In a recent defeat for the EEOC, a federal district court for the Eastern District of Pennsylvania reaffirmed the use of severance agreements as part of a company’s reorganization, or reduction in force, to obtain releases of potential federal claims against the employer, while shedding light on the EEOC’s continued and increased focus on such releases.
In Romero v. Allstate Insurance Company, a case pending since 1999, Allstate announced that, as part of a new business model, it was reorganizing all of its employee agents into a single independent contractor program. As part of the program, Allstate terminated the employee contracts of more than 6,200 employee agents – approximately 90 percent of whom were over forty years of age – and offered those agents four severance options that included various benefits, including the right to continue to work as an independent contractor. Three of the four severance options were conditioned upon the agents’ agreement to execute a release, or waiver, of any potential claims they may have against Allstate under the Age Discrimination in Employment Act (“ADEA”) and other state and federal anti-discrimination laws.
The EEOC subsequently brought its own lawsuit against Allstate, alleging that the company unlawfully retaliated against the employee agents, in violation of the ADEA and other federal statutes. The EEOC offered three theories in support of its arguments, all of which the Court rejected in granting summary judgment for Allstate on March 13, 2014.
First, the EEOC argued that the release required as part of the severance options was facially retaliatory, because it was “reasonably likely to deter or disincentivize persons from engaging in future protected activity.” The Court disagreed, stating that the release of claims in connection with termination of employment is not, in and of itself, retaliatory. Indeed, in enacting the Older Workers Benefit Protection Act of 1990 (“OWBPA”), Congress expressly permitted such releases and defined the requirements necessary for them to be enforceable. Further, the severance options in question were conditioned on the employee’s execution of a release without regard to whether the employee may have had a potential ADEA claim, and the release did not categorize employees according to age or protected activity.
Second, the EEOC contended that, for those employees who refused to sign the release, Allstate’s refusal to allow them to remain employed was a causally-connected adverse employment action. In other words, the refusal to sign the release constituted a protected activity for which the employee suffered retaliation. The Court found that, “[w]hile creative, the EEOC’s argument again rests on faulty assumptions and misplaced legal theories.” For instance, one of the fundamental requirements for establishing a retaliation claim is demonstrating that the employer knew of the protected activity before taking the adverse employment action. The “mere refusal to sign a release,” however, did not clearly signal to Allstate that the employee intended to challenge some form of discrimination. Moreover, even if the refusal to sign the release could be considered a protected activity, the EEOC failed to show that Allstate’s withholding of severance benefits to which the employees were not otherwise entitled constituted an adverse employment action.
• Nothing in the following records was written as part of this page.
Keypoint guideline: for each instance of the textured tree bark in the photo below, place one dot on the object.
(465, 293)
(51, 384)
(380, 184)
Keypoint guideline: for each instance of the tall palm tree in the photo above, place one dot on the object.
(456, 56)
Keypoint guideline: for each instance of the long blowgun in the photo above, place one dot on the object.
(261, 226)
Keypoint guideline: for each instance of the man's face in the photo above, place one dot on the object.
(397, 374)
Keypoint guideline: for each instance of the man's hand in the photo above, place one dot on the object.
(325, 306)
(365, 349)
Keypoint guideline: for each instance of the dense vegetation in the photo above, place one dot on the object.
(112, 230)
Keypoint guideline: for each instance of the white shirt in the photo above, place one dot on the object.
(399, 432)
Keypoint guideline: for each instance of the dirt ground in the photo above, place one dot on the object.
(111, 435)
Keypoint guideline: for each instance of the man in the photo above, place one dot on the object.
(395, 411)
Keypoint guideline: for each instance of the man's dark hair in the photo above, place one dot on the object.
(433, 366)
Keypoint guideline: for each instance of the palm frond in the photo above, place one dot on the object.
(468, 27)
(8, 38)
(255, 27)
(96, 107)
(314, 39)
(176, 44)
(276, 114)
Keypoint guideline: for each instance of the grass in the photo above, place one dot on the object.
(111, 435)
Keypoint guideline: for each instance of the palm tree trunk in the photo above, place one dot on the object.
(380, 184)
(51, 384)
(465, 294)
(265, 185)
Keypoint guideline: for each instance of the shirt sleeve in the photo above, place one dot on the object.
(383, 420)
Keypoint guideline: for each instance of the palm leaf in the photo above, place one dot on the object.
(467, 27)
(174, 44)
Third, the EEOC alleged anticipatory, or preemptive, retaliation as to those employees who signed the release, claiming that Allstate “clearly anticipated that agents would engage in protected activity and, as a result, forced agents to sign the Release and waive their rights” in order to continue working as independent contractors. While the court acknowledged the principle of anticipatory retaliation, it stated that the principle has only been applied where the employer “was made aware of or reasonably feared the employee’s specific intent to engage in protected activity and subsequently the employer engaged in the retaliatory activity.” Though Allstate may have feared that the large number of terminations would result in some litigation, nothing in the facts indicated that Allstate had “reasonably specific fears of federally-protected litigation,” such as discrimination lawsuits. Additionally, Allstate did not threaten some form of adverse employment action in the event the employees engaged in protected activity. To the contrary, the employee agents were terminated regardless of whether they signed the release.
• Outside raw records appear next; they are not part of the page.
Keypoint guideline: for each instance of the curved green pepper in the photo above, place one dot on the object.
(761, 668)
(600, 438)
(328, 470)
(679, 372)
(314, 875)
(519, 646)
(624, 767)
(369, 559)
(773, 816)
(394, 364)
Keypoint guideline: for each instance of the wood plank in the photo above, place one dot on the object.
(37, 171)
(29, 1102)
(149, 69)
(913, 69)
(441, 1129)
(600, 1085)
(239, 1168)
Though the Court concluded that Allstate’s releases did not violate federal anti-retaliation statutes, this case demonstrates the EEOC’s continued focus on practices that allegedly restrict employees' access to the legal system. Indeed, as stated in the EEOC’s 2013-16 Strategic Enforcement Plan, the EEOC has identified as a national priority policies and practices it believes “discourage or prohibit individuals from exercising their rights under employment discrimination statutes,” and recently filed a much-publicized lawsuit against a national drugstore chain on a theory that its releases impermissibly restricted employees’ access to the EEOC. Additionally, though the Court did not find a substantive violation of the federal anti-retaliation statutes, the court’s ruling did not address issues concerning the releases’ validity, such as whether the releases were truly executed knowingly and voluntarily – issues the Court had previously decided would be left to a jury’s determination. Given the EEOC’s continued focus on this area, employers should assess their releases or waivers to ensure they reflect the current state of the law and are best positioned to withstand EEOC challenge.